Come in passato, ma con tangibile e alienante apatia, Big Boss viene trascinato di missione in missione, limitandosi a fare quello che gli riesce meglio: uccidere, distruggere, estorcere informazioni, completare con successo qualsiasi incarico gli venga affidato. Combatte per una causa, a dire il vero, ma non sembra la sua. Ha degli alleati su cui fare affidamento, ma che siano cavalli, cani o esseri umani non fa alcuna differenza. Ha uno scopo, un fine, persino un nemico da abbattere e sgominare, ma si prepara ad ogni scontro con la stessa impassibilità.
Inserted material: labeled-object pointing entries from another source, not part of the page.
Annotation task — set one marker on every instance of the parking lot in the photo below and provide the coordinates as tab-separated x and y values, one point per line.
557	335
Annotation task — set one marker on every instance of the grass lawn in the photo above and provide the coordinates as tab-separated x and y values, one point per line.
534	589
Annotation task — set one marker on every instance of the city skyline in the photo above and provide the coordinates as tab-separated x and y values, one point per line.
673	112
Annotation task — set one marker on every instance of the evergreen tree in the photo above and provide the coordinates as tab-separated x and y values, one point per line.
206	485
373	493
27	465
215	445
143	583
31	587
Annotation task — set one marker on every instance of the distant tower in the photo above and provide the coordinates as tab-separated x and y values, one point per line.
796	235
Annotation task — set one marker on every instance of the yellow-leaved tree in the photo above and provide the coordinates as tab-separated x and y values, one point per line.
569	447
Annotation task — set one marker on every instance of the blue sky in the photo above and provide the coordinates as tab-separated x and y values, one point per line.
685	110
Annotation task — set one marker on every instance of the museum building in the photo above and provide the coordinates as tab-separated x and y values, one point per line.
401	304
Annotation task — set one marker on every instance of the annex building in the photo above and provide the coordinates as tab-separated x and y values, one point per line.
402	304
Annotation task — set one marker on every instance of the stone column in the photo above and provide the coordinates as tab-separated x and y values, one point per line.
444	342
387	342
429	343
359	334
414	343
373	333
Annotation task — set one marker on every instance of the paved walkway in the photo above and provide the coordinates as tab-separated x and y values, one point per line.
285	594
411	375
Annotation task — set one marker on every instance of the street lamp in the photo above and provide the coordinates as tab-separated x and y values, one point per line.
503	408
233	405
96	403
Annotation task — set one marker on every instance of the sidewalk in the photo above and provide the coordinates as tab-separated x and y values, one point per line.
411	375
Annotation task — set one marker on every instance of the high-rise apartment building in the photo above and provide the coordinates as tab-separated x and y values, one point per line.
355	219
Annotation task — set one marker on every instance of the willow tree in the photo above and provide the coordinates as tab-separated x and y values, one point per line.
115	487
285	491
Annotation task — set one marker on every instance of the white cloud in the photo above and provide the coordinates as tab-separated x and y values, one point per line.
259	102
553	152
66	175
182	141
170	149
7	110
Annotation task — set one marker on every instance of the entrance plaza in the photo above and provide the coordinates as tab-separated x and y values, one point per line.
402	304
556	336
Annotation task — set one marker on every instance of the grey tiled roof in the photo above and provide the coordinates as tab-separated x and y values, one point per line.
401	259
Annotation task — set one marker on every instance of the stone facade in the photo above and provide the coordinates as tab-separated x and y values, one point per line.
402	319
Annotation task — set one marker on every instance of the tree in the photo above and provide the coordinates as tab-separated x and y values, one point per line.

Il modo migliore per capire l’evoluzione di The Phantom Pain, rispetto ai passati episodi di Metal Gear Solid, passa attraverso l’accettazione della scomparsa del Codec. Esatto: il gadget sinonimo e sineddoche della saga non c’è più. Al suo posto una serie di cassette audio (in pieno stile Anni ’80), da ascoltare quando e soprattutto se lo si ritiene necessario, utili ad ottenere nuovi dettagli sulla trama e gli obiettivi della missione in corso. Sembra una cosa di poco conto, un’inezia, ma è invece l’indizio più evidente circa il cambio di rotta, drastico e drammatico per i fan intransigenti, compiuto da Kojima in questo episodio. Metal Gear Solid V: The Phantom Pain non è un film interattivo come i predecessori: è una serie TV interattiva. I dialoghi via radio, prolissi e imprescindibili, sono stati sostituiti da sequenze facoltative e secondarie. Le complesse scene d’intermezzo, interminabili e magistralmente dirette, hanno fatto spazio a brevi spezzoni estremamente compressi e poco ingombranti. I personaggi attentamente tratteggiati, sfaccettati e maestosamente introdotti, alleati o villain che fossero, lasciano il posto a macchiette iconiche dalle personalità bidimensionali e ridondanti nelle battute e nei comportamenti.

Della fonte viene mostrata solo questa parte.